Purpose: The thymidine phosphorylase (TP) is a key enzyme involved in the metabolism of pyrimidines. Inhibition or downregulation of this enzyme causes accumulation of metabolites with consequences in DNA replication. TP regulates angiogenesis and chemotactic activity of endothelial cells. Different studies showed the presence of TP upregulation in human cancer but the correlation between TP expression and the microvascular density (MVD) in canine mammary tumors is unknown. The aim of this study was to investigate a possible correlation between the MVD and TP expression in tumor cells of canine mammary tumors of different degree of severity (G1–G3) by immunohistochemical analysis.
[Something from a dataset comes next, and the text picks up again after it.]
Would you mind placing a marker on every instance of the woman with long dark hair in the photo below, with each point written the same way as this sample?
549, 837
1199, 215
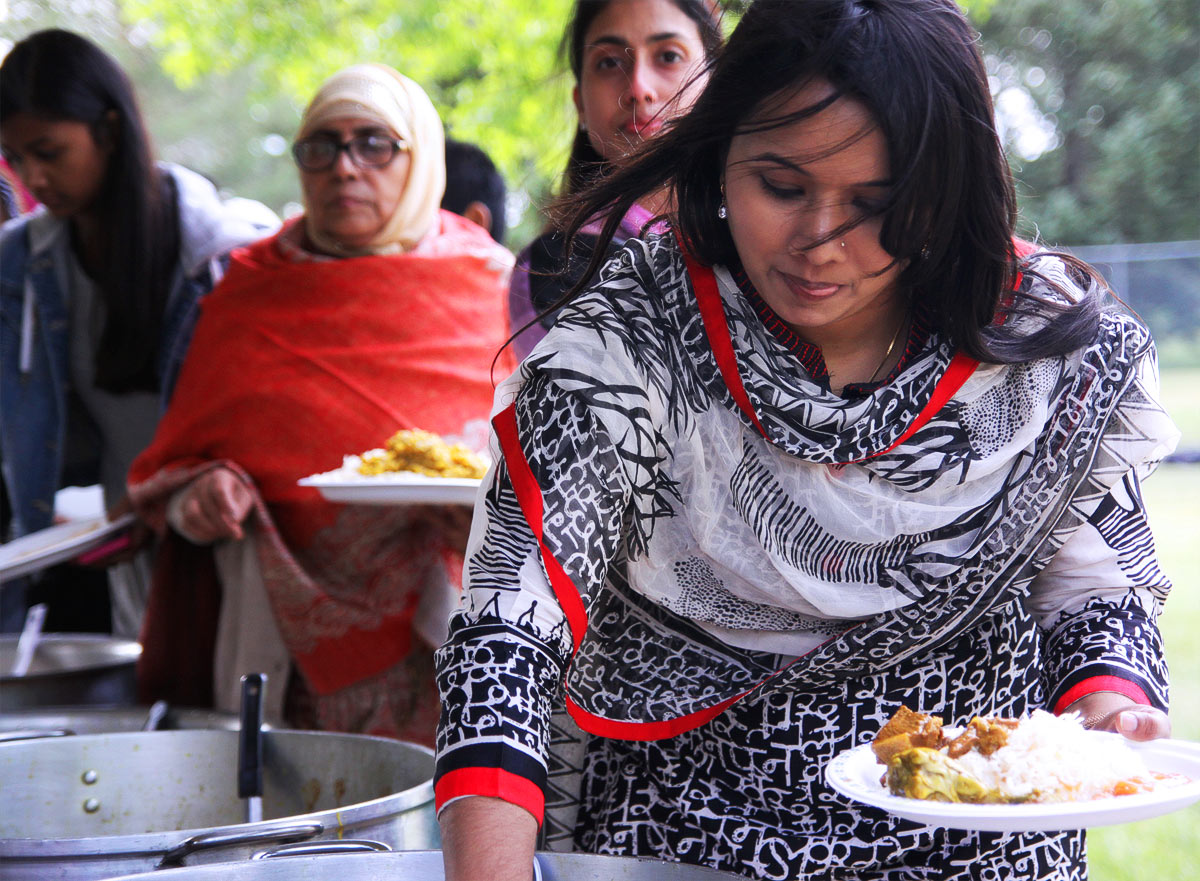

Methods: Sixty-eight samples of spontaneous mammary neoplasia of 5–12 cm in diameter were collected from purebred and mixed-breed dogs (mean aged = 9.5 ± 7), not subject to chemotherapy treatments in veterinary clinics. Histopathological analysis and immunostaining were performed.
Results: Carcinoma simple samples have been classified as 72.06% of tubule-papillary, 20.59% cysto-papillary, and 7.35% tubular carcinomas. Immunostainings revealed a marked cytoplasmic expression of TP in 30.88% of samples, mild in 32.35%, weaker in 22.07%, and negative in 14.70%. The correlation analysis and two-way ANOVA showed a linear correlation between MVD and TP with a coefficient of correlation (r) > 0.5 (p < 0.05) in G2 and G3. No correlation between variables was found in G1.
Conclusions: These findings suggest that cytoplasmic TP overexpression is correlated with microvascular density in canine mammary tumors, in severe grade, and it can be a potential prognostic factor in breast cancer.